Rich Balchan, 8, stepped in at right back in the absence of Tony Beltran and was solid in defense and a spark in the attack. He may not have played many minutes over the past two years, but he’s showing not only potential, but a remarkable ability to step up when called on.
Carlos Salcedo, 7.5, was most visible when clearing the ball away — something he was forced to do a bit too frequently — but he was a strong presence on defense and not a huge step down from the veteran Nat Borchers.
Chris Schuler, 8, was near his best against the Columbus Crew, stepping into channels and intercepting passes with aplomb. He’s not the fastest player, but his understanding is up there with the best players in the league.

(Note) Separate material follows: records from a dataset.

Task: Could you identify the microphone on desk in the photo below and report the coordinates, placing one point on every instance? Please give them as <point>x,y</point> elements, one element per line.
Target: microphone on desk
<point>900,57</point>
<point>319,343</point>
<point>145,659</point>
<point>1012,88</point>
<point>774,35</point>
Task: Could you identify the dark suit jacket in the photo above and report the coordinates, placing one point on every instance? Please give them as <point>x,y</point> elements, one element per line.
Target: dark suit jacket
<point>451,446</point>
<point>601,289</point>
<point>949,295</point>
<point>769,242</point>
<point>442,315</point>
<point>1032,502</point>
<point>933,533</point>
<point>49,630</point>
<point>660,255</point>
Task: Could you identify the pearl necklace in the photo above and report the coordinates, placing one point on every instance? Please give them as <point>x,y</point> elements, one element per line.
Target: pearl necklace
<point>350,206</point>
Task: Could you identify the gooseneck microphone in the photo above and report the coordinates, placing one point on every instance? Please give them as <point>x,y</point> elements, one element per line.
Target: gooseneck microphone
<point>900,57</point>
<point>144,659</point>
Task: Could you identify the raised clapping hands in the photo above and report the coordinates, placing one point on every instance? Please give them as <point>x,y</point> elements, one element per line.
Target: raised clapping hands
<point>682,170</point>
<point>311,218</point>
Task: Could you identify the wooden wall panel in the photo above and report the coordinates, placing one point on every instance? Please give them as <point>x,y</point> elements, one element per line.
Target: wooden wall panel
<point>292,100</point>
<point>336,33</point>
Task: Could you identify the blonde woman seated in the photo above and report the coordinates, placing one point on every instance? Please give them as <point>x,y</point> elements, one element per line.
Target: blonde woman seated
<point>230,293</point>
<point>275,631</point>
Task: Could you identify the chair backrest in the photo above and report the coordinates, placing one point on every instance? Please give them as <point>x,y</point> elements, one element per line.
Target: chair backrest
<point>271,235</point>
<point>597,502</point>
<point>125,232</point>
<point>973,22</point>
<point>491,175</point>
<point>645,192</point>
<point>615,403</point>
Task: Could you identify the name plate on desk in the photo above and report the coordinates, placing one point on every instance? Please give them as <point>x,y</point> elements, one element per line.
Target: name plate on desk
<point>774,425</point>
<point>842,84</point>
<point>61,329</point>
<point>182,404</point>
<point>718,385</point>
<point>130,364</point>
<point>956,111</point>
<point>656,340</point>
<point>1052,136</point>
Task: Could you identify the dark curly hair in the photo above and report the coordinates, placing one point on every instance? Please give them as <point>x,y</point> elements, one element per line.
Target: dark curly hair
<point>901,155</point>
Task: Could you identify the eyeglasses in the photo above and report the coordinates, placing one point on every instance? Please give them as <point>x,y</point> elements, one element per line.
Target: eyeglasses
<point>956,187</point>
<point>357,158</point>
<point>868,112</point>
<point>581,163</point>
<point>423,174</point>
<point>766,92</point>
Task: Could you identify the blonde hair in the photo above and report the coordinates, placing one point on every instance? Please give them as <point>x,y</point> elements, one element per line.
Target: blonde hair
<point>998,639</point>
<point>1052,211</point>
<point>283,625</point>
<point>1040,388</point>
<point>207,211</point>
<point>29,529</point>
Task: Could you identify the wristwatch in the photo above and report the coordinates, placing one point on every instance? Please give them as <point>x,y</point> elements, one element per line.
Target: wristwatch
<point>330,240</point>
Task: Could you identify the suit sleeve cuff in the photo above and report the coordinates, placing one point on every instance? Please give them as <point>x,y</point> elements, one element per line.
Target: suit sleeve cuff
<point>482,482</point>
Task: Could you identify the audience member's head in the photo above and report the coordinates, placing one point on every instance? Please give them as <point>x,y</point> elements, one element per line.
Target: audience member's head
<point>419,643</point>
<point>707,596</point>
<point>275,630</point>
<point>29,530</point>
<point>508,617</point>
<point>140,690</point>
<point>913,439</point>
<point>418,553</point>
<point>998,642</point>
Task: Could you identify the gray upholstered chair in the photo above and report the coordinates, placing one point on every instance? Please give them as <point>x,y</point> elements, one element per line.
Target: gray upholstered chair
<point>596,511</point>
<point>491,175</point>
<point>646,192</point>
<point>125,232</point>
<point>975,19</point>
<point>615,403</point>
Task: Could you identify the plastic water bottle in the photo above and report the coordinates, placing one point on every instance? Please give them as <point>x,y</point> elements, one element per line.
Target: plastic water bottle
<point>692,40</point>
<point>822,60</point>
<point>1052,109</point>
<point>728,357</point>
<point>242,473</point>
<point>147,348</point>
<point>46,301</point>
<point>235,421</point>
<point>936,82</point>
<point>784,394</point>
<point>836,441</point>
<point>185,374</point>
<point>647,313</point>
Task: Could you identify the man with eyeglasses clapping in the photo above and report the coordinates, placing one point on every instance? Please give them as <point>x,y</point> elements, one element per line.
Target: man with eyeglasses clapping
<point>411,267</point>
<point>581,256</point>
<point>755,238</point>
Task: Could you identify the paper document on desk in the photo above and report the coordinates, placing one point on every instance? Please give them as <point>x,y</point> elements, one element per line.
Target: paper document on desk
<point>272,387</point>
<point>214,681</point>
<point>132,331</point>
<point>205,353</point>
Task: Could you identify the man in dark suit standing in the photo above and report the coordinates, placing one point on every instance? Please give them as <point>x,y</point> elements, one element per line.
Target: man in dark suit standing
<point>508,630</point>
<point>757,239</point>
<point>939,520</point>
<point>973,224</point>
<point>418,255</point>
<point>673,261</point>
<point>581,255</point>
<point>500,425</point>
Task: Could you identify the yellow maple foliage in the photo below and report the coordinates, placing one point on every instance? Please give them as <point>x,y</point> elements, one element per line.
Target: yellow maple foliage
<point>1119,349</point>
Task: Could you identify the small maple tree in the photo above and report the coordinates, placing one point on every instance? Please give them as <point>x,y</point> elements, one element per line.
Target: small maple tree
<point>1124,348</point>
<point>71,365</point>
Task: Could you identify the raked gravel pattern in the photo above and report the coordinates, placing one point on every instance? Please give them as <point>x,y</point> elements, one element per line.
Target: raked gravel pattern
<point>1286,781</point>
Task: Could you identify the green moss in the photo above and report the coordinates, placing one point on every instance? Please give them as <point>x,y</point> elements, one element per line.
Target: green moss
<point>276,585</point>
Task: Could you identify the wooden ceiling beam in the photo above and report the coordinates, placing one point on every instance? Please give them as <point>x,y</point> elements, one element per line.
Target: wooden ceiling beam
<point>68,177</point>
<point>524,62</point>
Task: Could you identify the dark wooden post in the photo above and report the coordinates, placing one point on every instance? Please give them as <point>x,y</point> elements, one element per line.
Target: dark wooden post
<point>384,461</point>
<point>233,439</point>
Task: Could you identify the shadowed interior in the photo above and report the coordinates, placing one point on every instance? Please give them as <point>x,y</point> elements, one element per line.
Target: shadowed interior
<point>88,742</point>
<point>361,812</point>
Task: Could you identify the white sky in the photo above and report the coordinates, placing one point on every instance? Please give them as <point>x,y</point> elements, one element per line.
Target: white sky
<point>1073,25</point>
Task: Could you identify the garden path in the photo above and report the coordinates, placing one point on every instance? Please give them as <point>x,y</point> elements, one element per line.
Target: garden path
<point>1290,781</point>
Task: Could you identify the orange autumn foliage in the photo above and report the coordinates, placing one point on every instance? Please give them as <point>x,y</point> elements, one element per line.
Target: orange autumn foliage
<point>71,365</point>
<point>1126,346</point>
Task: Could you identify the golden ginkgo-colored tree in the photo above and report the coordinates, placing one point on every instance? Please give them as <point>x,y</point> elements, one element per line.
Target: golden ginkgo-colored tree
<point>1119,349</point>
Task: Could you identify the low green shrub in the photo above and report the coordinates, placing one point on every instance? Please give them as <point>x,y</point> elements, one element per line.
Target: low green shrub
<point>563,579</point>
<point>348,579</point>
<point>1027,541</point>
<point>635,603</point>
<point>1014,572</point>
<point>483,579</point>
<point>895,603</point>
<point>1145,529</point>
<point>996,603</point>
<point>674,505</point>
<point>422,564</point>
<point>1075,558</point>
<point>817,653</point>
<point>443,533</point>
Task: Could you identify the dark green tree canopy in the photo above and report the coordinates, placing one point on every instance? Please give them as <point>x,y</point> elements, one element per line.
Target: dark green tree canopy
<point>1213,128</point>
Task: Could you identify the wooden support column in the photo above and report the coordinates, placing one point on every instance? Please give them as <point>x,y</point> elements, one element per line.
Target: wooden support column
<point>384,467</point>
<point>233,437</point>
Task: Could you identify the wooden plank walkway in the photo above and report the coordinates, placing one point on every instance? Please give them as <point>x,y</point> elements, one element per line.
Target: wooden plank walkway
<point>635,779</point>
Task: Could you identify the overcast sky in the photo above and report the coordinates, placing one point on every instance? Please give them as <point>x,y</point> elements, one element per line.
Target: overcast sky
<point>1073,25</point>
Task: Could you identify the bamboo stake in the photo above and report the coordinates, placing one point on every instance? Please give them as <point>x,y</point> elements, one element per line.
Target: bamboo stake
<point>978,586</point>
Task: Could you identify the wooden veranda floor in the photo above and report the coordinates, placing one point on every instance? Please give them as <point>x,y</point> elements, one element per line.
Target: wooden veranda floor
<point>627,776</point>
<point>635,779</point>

Abdoulie Mansally, 5, was having a good game — one of his strongest in recent memory — but his mistakes hurt his rating significantly. His failure to track a deep run and the goal that ensued resulted in a rating that while accurate, is not entirely reflective of his overall contribution.
Cole Grossman, 7, started again at the defensive midfield spot, but with John Stertzer beside him, he was able to hold a more stable defensive position and to get more forward in the attack. A good game for the man tasked with replacing Kyle Beckerman in what is arguably the most difficult position on the pitch.
John Stertzer, 6.5, wasn’t as involved as he’d like to be; too often the attacking play bypassed him. He was the more defensive of the pairing with Cole Grossman, and that helps to explain it.
Ned Grabavoy, 5.5, was strangely uninvolved in build-up play on the left flank, and he didn’t get particularly involved defensively. He had some moments of good movement, but it was hardly his best game — or even close to it.
Javier Morales, 6.5, was good, but not at his creative best. Playing in a hybrid striker-midfielder role, he was kept out of the most hairy defensive moments and that enabled him to play his role fairly effectively. But for being as involved in the attack as he was, he should have been looking to shoot more often and his one shot wasn’t enough.
Luis Gil, 7.5, scored a fantastic goal that required good awareness on the rebound and real skill to put it away at the far post.
Olmes Garcia, 6, struggled. There’s nothing entirely surprising about that. The Real Salt Lake system rarely functions properly with only a single striker, and that was reflected in Garcia’s performance.
Tony Beltran, 6.5, came on and had some great moments of one-on-one defending to keep the match in a sane position.
Luke Mulholland, 5.5, wasn’t on long enough to do much.
Devon Sandoval, 5.5, struggled to get involved in the attack when he came on, mostly because RSL struggled generally to get the attack moving after scoring its only goal.